The boom in technology that developed alongside the World Wide Web could broadly be classified as communication and information technology. The three largest companies in the S&P 500 at this moment are Apple, Microsoft and Amazon. How long will they last ?
Even within the tech realm things are changing rapidly. Last month we wrote about what the relative impact of artificial intelligence and machine learning has had on the valuation of Microsoft and Alphabet.
In 2015 Alphabet was ranked fifth in the world by market capitalization.
By mid-2022, it had moved up to fourth place.
As of March 13, it has dropped in value from $1.4 trillion in July 2022 to $1.1 trillion and fallen to sixth place.
Communication and the related technology business will always exist, but the odds seem unlikely that the big tech companies will still be in their current form in a few years.
Things are always changing, but many remain the same. No one can predict the future, but human behaviour does not change. That’s one theory as to why trend-following strategies work.
This song was written 45 years ago by David Byrne of Talking Heads, “Warning Sign”. It’s about recognizing human behaviour.
Warning sign of things to come
It happened before, it will happen again
Try not to be a deer in the headlights. Or startled by turkeys. Or something.
HEALTH IS WEALTH
Is Dark Chocolate Dangerous??!!
Dark chocolate has long been hailed for its potential health benefits, but recent reports of heavy metals found in chocolate have caused concern among some consumers. However, despite these findings, there’s no need to cut back on your dark chocolate consumption. Here’s why.

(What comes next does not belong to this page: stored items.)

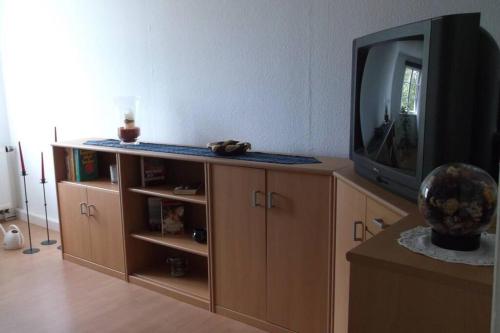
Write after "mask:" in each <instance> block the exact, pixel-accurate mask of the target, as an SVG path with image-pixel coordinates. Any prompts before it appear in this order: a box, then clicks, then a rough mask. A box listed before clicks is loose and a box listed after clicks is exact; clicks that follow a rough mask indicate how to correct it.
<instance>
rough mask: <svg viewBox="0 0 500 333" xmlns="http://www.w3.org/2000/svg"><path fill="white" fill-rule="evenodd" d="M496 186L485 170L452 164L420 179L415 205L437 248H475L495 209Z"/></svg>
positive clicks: (478, 245) (464, 250)
mask: <svg viewBox="0 0 500 333" xmlns="http://www.w3.org/2000/svg"><path fill="white" fill-rule="evenodd" d="M496 198H497V185H496V183H495V181H494V180H493V178H491V176H490V175H489V174H488V173H486V172H485V171H483V170H481V169H479V168H477V167H475V166H472V165H468V164H462V163H454V164H447V165H443V166H440V167H438V168H436V169H434V170H433V171H432V172H431V173H430V174H429V175H428V176H427V177H426V178H425V179H424V181H423V182H422V185H421V186H420V192H419V196H418V207H419V210H420V212H421V213H422V215H423V216H424V218H425V220H426V221H427V223H428V224H429V225H430V226H431V227H432V236H431V242H432V243H433V244H434V245H437V246H439V247H442V248H445V249H450V250H458V251H474V250H477V249H478V248H479V246H480V241H481V233H482V232H483V231H485V230H486V229H487V228H488V226H489V225H490V223H491V222H492V217H493V215H494V213H495V209H496Z"/></svg>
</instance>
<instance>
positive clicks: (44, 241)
mask: <svg viewBox="0 0 500 333" xmlns="http://www.w3.org/2000/svg"><path fill="white" fill-rule="evenodd" d="M40 183H41V184H42V188H43V206H44V208H45V230H46V231H47V240H44V241H42V242H41V243H40V244H42V245H52V244H55V243H57V241H56V240H55V239H50V235H49V218H48V216H47V197H46V196H45V184H46V183H47V180H46V179H45V166H44V163H43V152H42V178H41V179H40Z"/></svg>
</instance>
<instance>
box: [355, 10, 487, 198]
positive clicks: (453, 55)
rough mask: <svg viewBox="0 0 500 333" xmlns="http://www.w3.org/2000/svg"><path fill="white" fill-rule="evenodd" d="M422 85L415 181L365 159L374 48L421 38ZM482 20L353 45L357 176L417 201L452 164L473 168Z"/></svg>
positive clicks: (397, 32) (411, 33)
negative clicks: (363, 102) (460, 164)
mask: <svg viewBox="0 0 500 333" xmlns="http://www.w3.org/2000/svg"><path fill="white" fill-rule="evenodd" d="M422 36H423V59H422V83H421V87H420V89H421V93H420V105H421V109H420V111H419V123H418V153H417V167H416V173H415V175H414V176H413V175H409V174H408V173H405V172H404V171H402V170H398V169H396V168H392V167H390V166H387V165H384V164H381V163H377V162H375V161H373V160H371V159H369V158H368V157H366V156H365V155H364V154H363V153H360V150H361V149H364V148H363V142H362V139H361V129H360V113H359V100H360V93H361V81H362V74H363V69H364V65H365V62H366V57H367V55H368V50H369V47H370V46H372V45H376V44H379V43H384V42H388V41H395V40H408V39H410V40H411V39H415V38H420V39H421V38H422ZM479 36H480V14H479V13H470V14H457V15H447V16H442V17H437V18H433V19H429V20H424V21H420V22H416V23H411V24H407V25H404V26H400V27H396V28H392V29H388V30H384V31H380V32H377V33H373V34H370V35H367V36H364V37H361V38H358V39H355V40H354V41H353V59H352V64H353V67H352V92H351V138H350V158H351V159H352V160H353V161H354V165H355V170H356V172H357V173H358V174H360V175H362V176H363V177H366V178H368V179H370V180H372V181H374V182H376V183H378V184H380V185H381V186H383V187H385V188H387V189H388V190H390V191H392V192H395V193H397V194H399V195H402V196H404V197H406V198H407V199H410V200H413V201H415V200H416V199H417V194H418V189H419V186H420V184H421V182H422V180H423V179H424V178H425V176H426V175H427V174H428V173H429V172H430V171H432V170H433V169H434V168H435V167H437V166H439V165H442V164H445V163H449V162H471V156H472V152H471V150H472V148H473V147H472V144H471V141H472V136H473V133H475V132H476V131H477V129H475V128H474V123H475V121H474V119H473V115H474V114H475V113H477V112H481V110H477V109H476V106H477V105H475V104H477V103H476V93H477V86H476V85H477V73H478V70H477V67H478V58H479V54H478V49H479Z"/></svg>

First, it’s important to understand that the levels of heavy metals found in chocolate are generally quite low. While it’s true that some popular brands of dark chocolate have been found to exceed the limits set by the European Union for lead and cadmium, the levels are still within the limits set by the FDA in the United States. It would take a significant amount of chocolate consumption to reach levels that could be harmful.
That said, if you’re still concerned about heavy metal exposure, there are steps you can take to minimize your risk. Look for chocolate that is labeled as “low heavy metals” or “heavy metal tested,” choose organic chocolate whenever possible, and vary your sources to reduce your exposure to any one type of chocolate.

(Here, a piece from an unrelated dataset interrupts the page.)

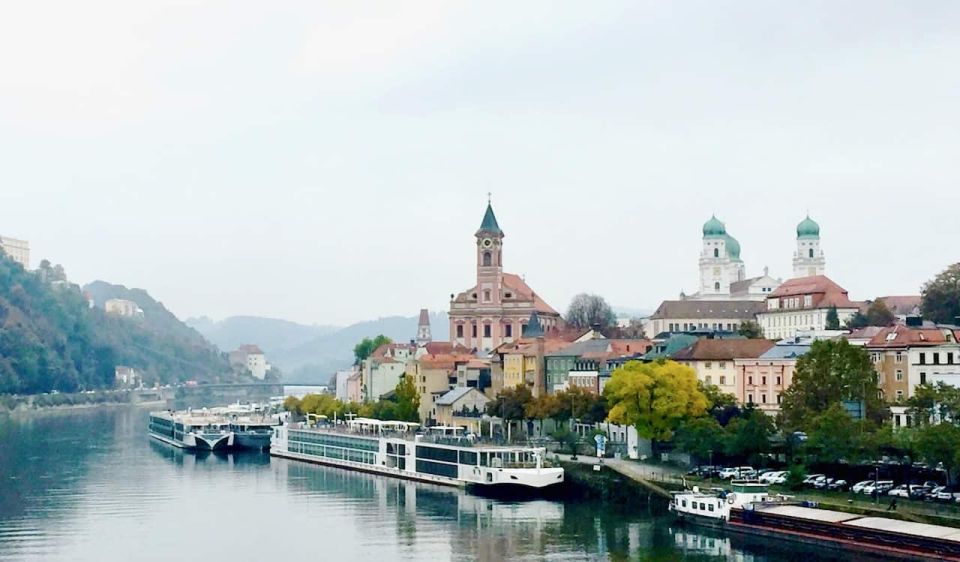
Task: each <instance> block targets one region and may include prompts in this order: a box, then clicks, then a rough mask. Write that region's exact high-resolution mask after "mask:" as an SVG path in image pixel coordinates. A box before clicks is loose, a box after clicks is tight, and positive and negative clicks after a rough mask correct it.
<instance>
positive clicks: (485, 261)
mask: <svg viewBox="0 0 960 562" xmlns="http://www.w3.org/2000/svg"><path fill="white" fill-rule="evenodd" d="M474 237H475V238H476V267H477V281H476V284H474V285H473V286H472V287H470V288H469V289H467V290H465V291H463V292H462V293H458V294H457V295H450V315H449V316H450V341H451V342H453V343H456V344H459V345H462V346H464V347H466V348H467V349H474V350H477V351H479V352H487V351H490V350H492V349H493V348H495V347H497V346H499V345H500V344H503V343H510V342H512V341H514V340H516V339H519V338H520V337H522V336H523V334H524V331H525V329H526V325H527V322H528V321H529V320H530V316H531V315H532V314H533V313H534V312H536V313H537V315H538V316H539V319H540V325H541V326H542V328H543V330H544V331H551V330H558V329H560V328H562V327H563V318H562V317H561V316H560V313H559V312H557V311H556V310H554V309H553V308H552V307H551V306H550V305H548V304H547V303H546V302H545V301H544V300H543V299H542V298H541V297H540V296H539V295H537V294H536V293H535V292H534V291H533V289H531V288H530V286H529V285H527V283H526V282H525V281H524V280H523V278H522V277H520V276H519V275H516V274H513V273H505V272H504V271H503V239H504V238H505V234H504V233H503V230H501V229H500V225H499V224H498V223H497V217H496V215H494V213H493V207H492V205H491V204H490V203H489V202H488V203H487V210H486V212H485V213H484V215H483V221H482V222H481V223H480V228H479V229H478V230H477V232H476V233H475V234H474Z"/></svg>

But for many people, the benefits of dark chocolate outweigh the potential risks. Dark chocolate is a good source of antioxidants, which can help protect against cell damage and reduce the risk of chronic diseases like cancer and heart disease. It’s also been shown to improve brain function and reduce blood pressure.
So, should you stop or cut back on your dark chocolate consumption in light of the heavy metal discovery? The answer is a resounding “no.” As long as you’re mindful of your consumption and take steps to reduce your exposure to heavy metals, there’s no reason why you can’t continue to enjoy your favorite dark chocolate treats. In fact, with its potential health benefits and delicious taste, dark chocolate is a treat that’s worth savoring.